According to a statement of charges filed on Dec. 3, 2009, Steneker, who is not married, got involved with four women in 2007 and 2008; three of them were patients or former patients, the state says; one of them, charging papers show, was the mother of two children who were patients of Steneker. The state's charges were later amended to include allegations that Steneker became involved with two other female patients.

Steneker terminated the physician-patient relationship a few days before his relationship with one of the women started, according to the state's charges; in another instance, the patient had found a new primary-care doctor one year before the two became involved.

State law, however, says doctors are not to get involved with current or former patients; the length of time that must pass before such a relationship can begin with a former patient depends on a number of factors, according to state code, including the nature of the patient’s health problems, “the degree of emotional dependence and vulnerability” and the extent to which the patient has confided in the physician.

Should he be found guilty of the state’s charges, he could get his license suspended for up to five years, said Tracy Bahm, the assistant attorney general who's arguing the case for the state. Complete revocation of his license is also a possibility.
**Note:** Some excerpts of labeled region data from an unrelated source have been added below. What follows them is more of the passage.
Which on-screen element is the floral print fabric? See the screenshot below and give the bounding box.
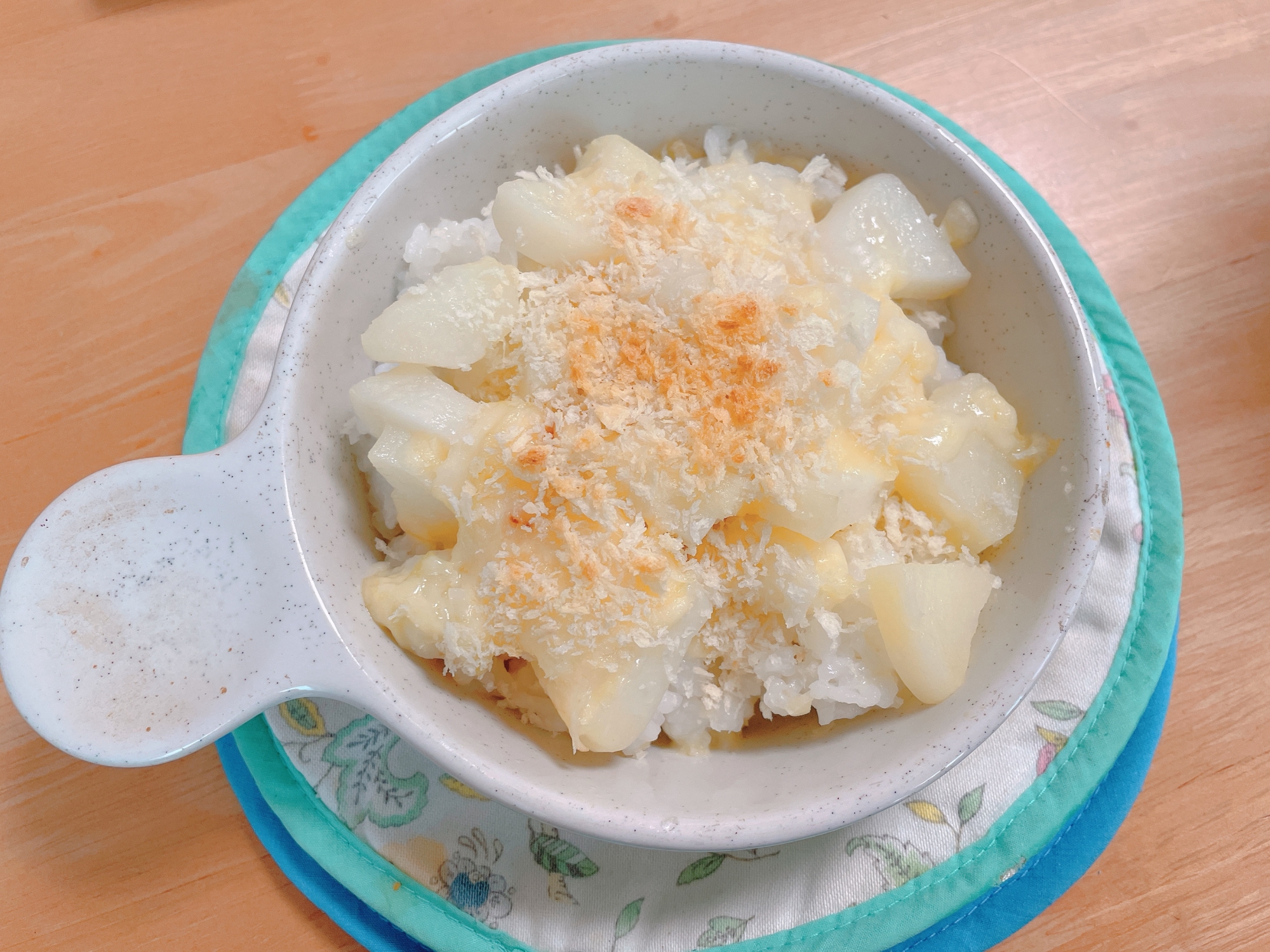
[248,248,1142,952]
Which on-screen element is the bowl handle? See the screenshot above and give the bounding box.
[0,413,356,767]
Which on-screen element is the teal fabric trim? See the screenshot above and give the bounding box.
[180,39,620,453]
[234,717,533,952]
[185,41,1182,952]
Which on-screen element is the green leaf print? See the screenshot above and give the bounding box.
[674,853,726,886]
[1036,724,1068,754]
[530,824,599,880]
[847,834,935,889]
[1033,701,1085,721]
[956,783,988,826]
[697,915,754,948]
[613,896,644,947]
[321,715,428,829]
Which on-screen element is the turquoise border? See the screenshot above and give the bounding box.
[184,43,1182,952]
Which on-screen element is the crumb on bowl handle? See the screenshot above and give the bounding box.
[0,424,351,767]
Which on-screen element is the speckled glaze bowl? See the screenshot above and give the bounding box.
[0,42,1107,850]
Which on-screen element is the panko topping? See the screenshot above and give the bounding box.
[349,127,1050,755]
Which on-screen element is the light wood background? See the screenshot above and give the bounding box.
[0,0,1270,952]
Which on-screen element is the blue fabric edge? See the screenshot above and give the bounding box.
[216,626,1177,952]
[216,734,432,952]
[187,43,1176,952]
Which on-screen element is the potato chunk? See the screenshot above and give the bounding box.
[348,364,480,443]
[895,373,1050,553]
[752,429,897,542]
[815,174,970,300]
[865,562,993,704]
[362,258,521,369]
[490,136,662,268]
[370,426,458,545]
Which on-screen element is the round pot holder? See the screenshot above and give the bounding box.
[184,43,1182,952]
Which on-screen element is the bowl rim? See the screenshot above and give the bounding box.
[276,41,1107,849]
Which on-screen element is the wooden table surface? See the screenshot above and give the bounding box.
[0,0,1270,952]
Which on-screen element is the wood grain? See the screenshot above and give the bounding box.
[0,0,1270,952]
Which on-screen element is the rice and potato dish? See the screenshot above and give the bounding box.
[348,127,1052,757]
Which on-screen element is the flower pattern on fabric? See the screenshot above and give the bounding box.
[437,826,516,929]
[321,715,428,828]
[608,896,644,952]
[1031,701,1085,777]
[674,849,781,886]
[697,915,754,948]
[527,820,599,905]
[847,834,935,889]
[904,783,988,853]
[255,358,1143,952]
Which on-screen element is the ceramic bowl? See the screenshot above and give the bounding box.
[0,42,1107,850]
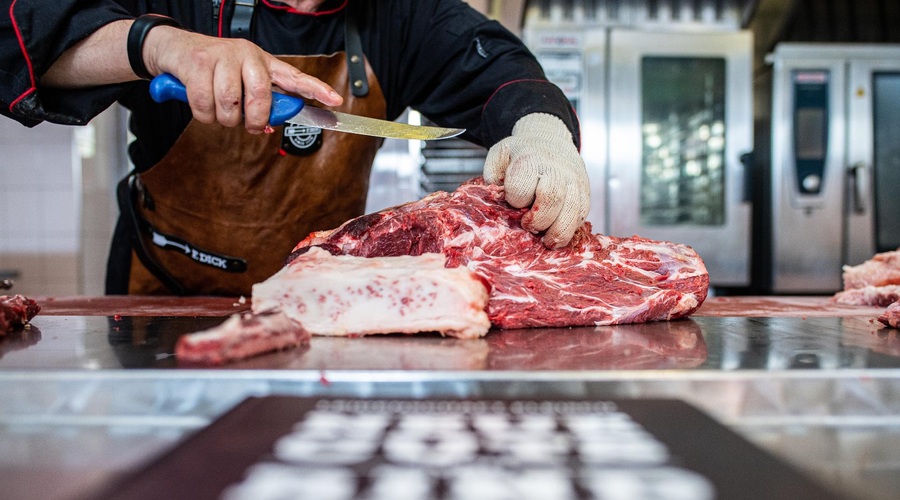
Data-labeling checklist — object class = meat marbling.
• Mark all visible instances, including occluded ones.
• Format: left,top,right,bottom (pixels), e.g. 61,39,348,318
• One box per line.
284,179,709,328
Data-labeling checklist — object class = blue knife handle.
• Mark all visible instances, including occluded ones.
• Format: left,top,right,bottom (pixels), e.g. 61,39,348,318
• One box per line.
150,73,304,127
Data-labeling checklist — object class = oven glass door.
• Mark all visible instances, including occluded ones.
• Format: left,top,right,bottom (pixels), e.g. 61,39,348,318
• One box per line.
872,71,900,252
607,30,753,287
640,56,726,226
846,58,900,264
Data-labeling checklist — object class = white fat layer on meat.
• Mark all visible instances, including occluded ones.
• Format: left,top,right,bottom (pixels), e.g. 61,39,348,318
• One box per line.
252,248,490,338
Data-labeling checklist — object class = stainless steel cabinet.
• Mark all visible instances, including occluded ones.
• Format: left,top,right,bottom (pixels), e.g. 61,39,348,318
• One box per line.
526,25,753,287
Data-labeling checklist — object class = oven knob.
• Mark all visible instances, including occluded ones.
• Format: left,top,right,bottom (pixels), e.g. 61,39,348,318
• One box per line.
803,174,822,193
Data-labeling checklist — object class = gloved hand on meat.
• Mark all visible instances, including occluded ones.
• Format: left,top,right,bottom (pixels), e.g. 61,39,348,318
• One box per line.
484,113,591,248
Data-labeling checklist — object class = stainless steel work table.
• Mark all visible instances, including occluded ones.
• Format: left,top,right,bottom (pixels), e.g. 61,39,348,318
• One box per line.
0,297,900,499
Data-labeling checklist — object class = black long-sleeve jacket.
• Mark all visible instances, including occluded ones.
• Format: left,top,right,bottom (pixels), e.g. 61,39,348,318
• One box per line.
0,0,579,171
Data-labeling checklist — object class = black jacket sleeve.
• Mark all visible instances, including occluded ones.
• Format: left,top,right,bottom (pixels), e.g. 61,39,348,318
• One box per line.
363,0,579,147
0,0,133,126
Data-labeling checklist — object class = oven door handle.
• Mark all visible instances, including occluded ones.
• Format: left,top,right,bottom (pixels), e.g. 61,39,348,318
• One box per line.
850,161,869,214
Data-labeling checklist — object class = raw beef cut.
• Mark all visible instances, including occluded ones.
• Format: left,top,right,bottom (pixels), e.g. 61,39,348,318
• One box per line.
843,250,900,290
831,285,900,307
252,248,491,338
0,294,41,337
878,302,900,328
288,179,709,328
175,311,309,365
Bahm said she'll likely recommend a sanction at the conclusion of the four-day hearing.

Steneker, a Dutch-born physician who has provided medical care on Vashon since 1995, has a robust practice at his clinic, Vashon Family Practice, including many patients who strongly support him.

Last year, he filed a response to the state denying all of the charges and requesting a hearing to contest the allegations. Bob Krinsky, Steneker's lawyer, declined to discuss how he plans to defend Steneker, saying only, "My strategy is to seek the truth."

Were Steneker to lose his license for five years, Krinsky added, "It will hurt him, his family and the Island as a whole."

The trial is held only before the judge, without a jury. Mitchell is expected to issue a ruling on the case in 30 to 90 days, Bahm said.

State health officials have charged Steneker with infractions twice before. As a result of the first set of charges, he was ordered to pay a fine and take an ethics course. The state dropped the second set of charges in March 2008, after a three-member panel said he had not committed the alleged infractions and deserved a “public exoneration.”

The hearing will be held at the Department of Health Building at 20435 72nd Ave. S., Room 2, in Kent.